Q: My best friend is having a baby and I’m in charge of planning the baby shower. I could use a little direction. Pinterest is a little overwhelming. Giant cakes of diapers doesn’t really speak to my aesthetic. I want something classy and simple.
A: Start with a color scheme for the party decor. White and cream or pale pink and off white (for a girl) or baby blue and gray (if it’s a boy) are all understated choices.
Once you’ve got your color scheme, buy plates, napkins, cups, wrapping paper in those colors only. Keep it classy by using sturdy bamboo plates rather than paper plates. Buy some fresh flowers in your color scheme and place them in glass mason jars around the party room. You could buy some silk ribbon to tie around the jar or jute string for a more earthy look.
For a fun element, ask your pregnant friend’s parents for photos of her when she was a baby and try to get photos of her husband as a baby too. Take the pictures to your local photo store and print them in black and white large scale sizes. Decorate the room with the photos by poking holes in them or attach loops and hanging from a string like streamers from the ceiling, across a doorway or simply display on shelves, walls and tables.
Don’t forget about the food. Invest in one professionally done menu item like the cake. Leave the fancy frosting work (done in your color scheme, of course) to a pro.
Q: What are your thoughts on white furniture? In theory if you’re childless and petless, it should work, right? My slipcovers don’t seem to stay clean and I’m thinking of dying them or something. Any ideas?
A: I love white. I’m not afraid of white. Even if you do have pets or kids, don’t be wary of white furniture. One way to go is white leather because it’s easy to wipe down. White cotton duck slipcovers or white denim are also durable in addition to being machine washable. My son once covered an entire white chair cushion in colorful crayon and it came right out after one wash. White microfibers like suede or indoor/outdoor Sunbrella fabrics are also easy to keep clean.
But let’s be real. White does show dirt more and requires some upkeep, but you benefit from the simple, chic, clean look. As for your slipcovers, dyeing is definitely an option. It’s best to dye a lighter color to dark so you’re already off to a good start. Keep in mind that you want a half ounce of dye per every two pounds of fabric. Always wash your fabric in warm water to rinse out all the excess color after the dying process. And finally stick to all-natural cloth, like cotton or linen, that isn’t water-resistant or permanent-press for best results. Don’t use wool.
Here are a couple of my favorite approaches to dying furniture fabrics:
Before you break out the dye, think outside of the box. What if you tie dyed your slipcovers? How about a spiral pattern tie dye sofa cushion?

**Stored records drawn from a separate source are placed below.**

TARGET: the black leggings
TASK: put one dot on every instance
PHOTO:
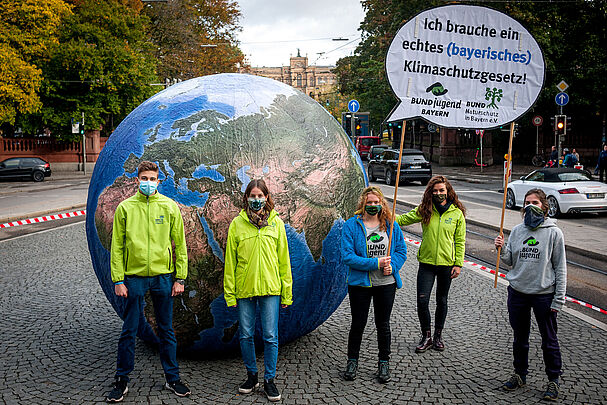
(360, 301)
(425, 281)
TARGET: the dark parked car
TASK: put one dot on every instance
(414, 167)
(33, 168)
(377, 150)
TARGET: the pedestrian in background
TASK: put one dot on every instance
(602, 164)
(440, 256)
(145, 227)
(373, 275)
(538, 281)
(257, 274)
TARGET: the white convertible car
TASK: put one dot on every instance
(569, 191)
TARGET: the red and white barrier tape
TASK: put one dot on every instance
(502, 275)
(43, 219)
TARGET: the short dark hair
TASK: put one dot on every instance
(260, 184)
(541, 196)
(147, 166)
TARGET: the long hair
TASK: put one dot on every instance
(385, 215)
(260, 184)
(541, 196)
(425, 208)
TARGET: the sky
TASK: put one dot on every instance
(272, 30)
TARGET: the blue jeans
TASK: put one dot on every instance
(268, 308)
(160, 288)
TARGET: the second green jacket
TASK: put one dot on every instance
(257, 261)
(443, 239)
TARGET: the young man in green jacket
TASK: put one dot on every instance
(145, 225)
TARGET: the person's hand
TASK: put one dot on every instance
(384, 261)
(121, 290)
(499, 241)
(177, 289)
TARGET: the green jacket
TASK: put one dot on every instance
(257, 260)
(443, 239)
(141, 238)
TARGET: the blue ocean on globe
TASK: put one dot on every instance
(210, 136)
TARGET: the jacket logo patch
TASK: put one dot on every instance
(531, 241)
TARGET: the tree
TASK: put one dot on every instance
(28, 28)
(102, 65)
(194, 38)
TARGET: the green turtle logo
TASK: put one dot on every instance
(531, 241)
(437, 89)
(375, 238)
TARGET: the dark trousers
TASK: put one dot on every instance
(425, 282)
(519, 311)
(160, 288)
(360, 300)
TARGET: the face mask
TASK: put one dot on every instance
(439, 198)
(373, 209)
(148, 187)
(256, 203)
(534, 216)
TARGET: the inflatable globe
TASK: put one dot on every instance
(210, 136)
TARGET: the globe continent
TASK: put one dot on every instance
(210, 136)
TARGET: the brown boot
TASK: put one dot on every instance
(438, 340)
(425, 343)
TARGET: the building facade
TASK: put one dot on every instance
(313, 80)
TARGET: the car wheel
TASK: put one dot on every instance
(38, 176)
(510, 201)
(389, 178)
(370, 174)
(553, 207)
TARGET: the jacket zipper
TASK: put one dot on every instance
(366, 247)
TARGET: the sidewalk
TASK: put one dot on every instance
(60, 345)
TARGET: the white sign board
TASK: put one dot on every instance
(463, 66)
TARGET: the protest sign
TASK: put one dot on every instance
(464, 66)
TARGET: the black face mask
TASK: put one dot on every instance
(439, 198)
(534, 216)
(373, 209)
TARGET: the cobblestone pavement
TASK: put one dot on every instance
(58, 338)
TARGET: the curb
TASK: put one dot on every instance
(41, 213)
(577, 250)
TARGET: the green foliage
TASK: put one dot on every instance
(27, 29)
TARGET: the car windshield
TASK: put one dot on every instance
(573, 176)
(414, 159)
(369, 141)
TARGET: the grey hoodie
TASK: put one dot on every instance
(538, 261)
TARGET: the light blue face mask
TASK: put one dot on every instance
(148, 187)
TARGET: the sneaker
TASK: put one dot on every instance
(351, 367)
(179, 388)
(248, 386)
(383, 371)
(118, 390)
(552, 391)
(271, 391)
(516, 381)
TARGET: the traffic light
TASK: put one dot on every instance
(560, 124)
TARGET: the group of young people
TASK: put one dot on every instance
(257, 276)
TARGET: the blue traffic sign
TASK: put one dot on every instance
(561, 99)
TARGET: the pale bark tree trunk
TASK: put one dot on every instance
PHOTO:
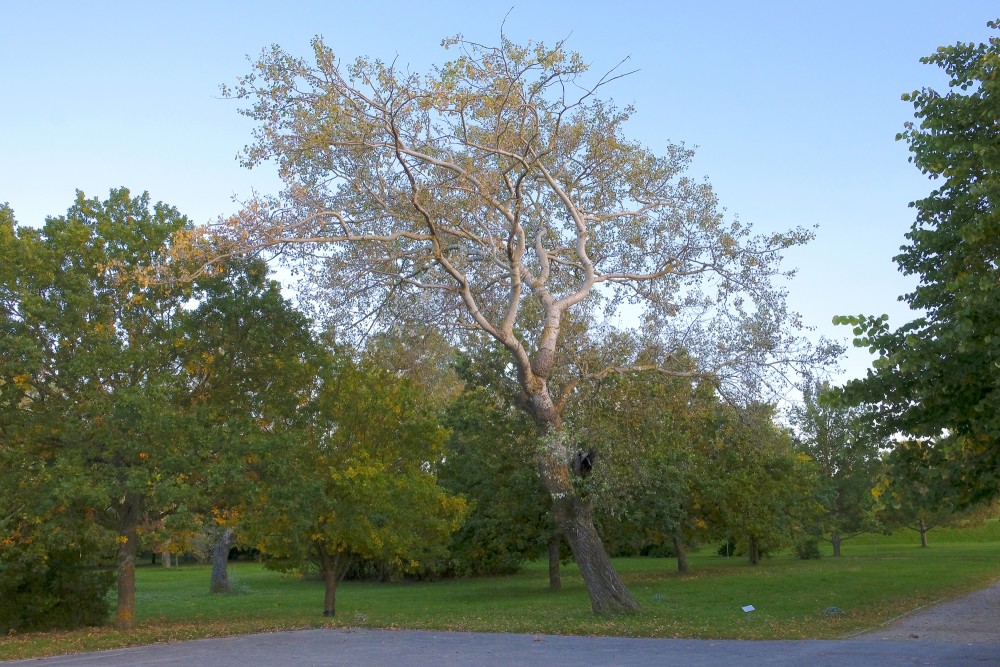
(680, 548)
(129, 511)
(220, 562)
(555, 541)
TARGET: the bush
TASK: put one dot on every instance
(57, 592)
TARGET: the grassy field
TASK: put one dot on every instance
(876, 579)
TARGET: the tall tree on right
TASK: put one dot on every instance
(937, 376)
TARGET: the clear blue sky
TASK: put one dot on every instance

Spread your fabric on a flat surface and find the center. Grab the center with your middle finger and thumb and begin twisting. Keep twisting until the entire piece of fabric is in a spiral round bunch. Secure the fabric in the spiral position with a few rubber bands. Then drop it into your dye! Remove the bands when you are done to see the tie dye affect.
You could also take it to the next level by giving your couch an ombre shading effect. These subtle gradations of color from dark to lighter will look stunning on a piece of furniture. Dip each end of your fabric in separate dye baths with two different colors. And spoon dye from both of the baths over the middle section to create a third color. This will work best with a slipcover that is smaller and symmetrical like a square seat cushion or chair back cover.